Por um feminismo socialista de “agência”

Indignação nas ruas.

Nunca como hoje se grita contra esta sociedade patriarcal, sexista e capitalista.

E as vozes que se levantam são muito jovens, de várias etnias e países de origem.

São mulheres imigrantes, negras, trabalhadoras precárias, estudantes.

São também antigas feministas que na década de 1960 e 1970 não conseguiram num Portugal muito marcado por silêncios de décadas de ditadura sair à rua. Uma única excepção: a manifestação no Parque Eduardo VII não compreendida pela maioria das esquerdas da época.

São mulheres de várias gerações com diferentes matizes ideológicas de esquerda.

São contudo mulheres dos grandes meios urbanos, sinal de que é preciso estender os protestos ao interior do país, como hoje se está a fazer com a primeira Marcha LGBTI+ em Viseu.

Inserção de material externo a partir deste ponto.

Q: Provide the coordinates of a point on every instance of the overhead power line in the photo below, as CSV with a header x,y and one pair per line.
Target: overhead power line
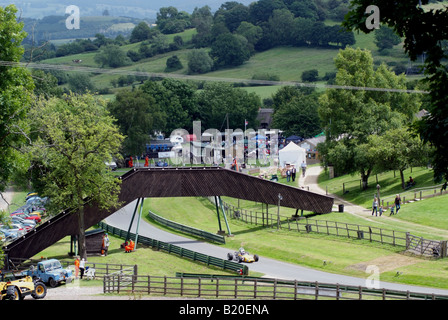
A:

 Hoje esta “maré feminista” que se levanta contra o sexismo na justiça, contra o assassinato de Marielle Franco, contra as políticas trumpistas, contra o pesadelo que será o fascista Bolsonaro na presidência do Brasil, contra a violência sobre as mulheres, que conquistam o espaço da rua é um forte incentivo a pensarmos num feminismo socialista e anti-capitalista, que se constrói pela ação e pensamento de quem intervém sem agenda pré-definida.

 Trata-se de um feminismo socialista porque pretende mudar as estruturas do poder capitalista que configuram as desigualdades económicas e sociais, que condenam à pobreza e à exclusão social, que perpetuam ideologias patriarcais.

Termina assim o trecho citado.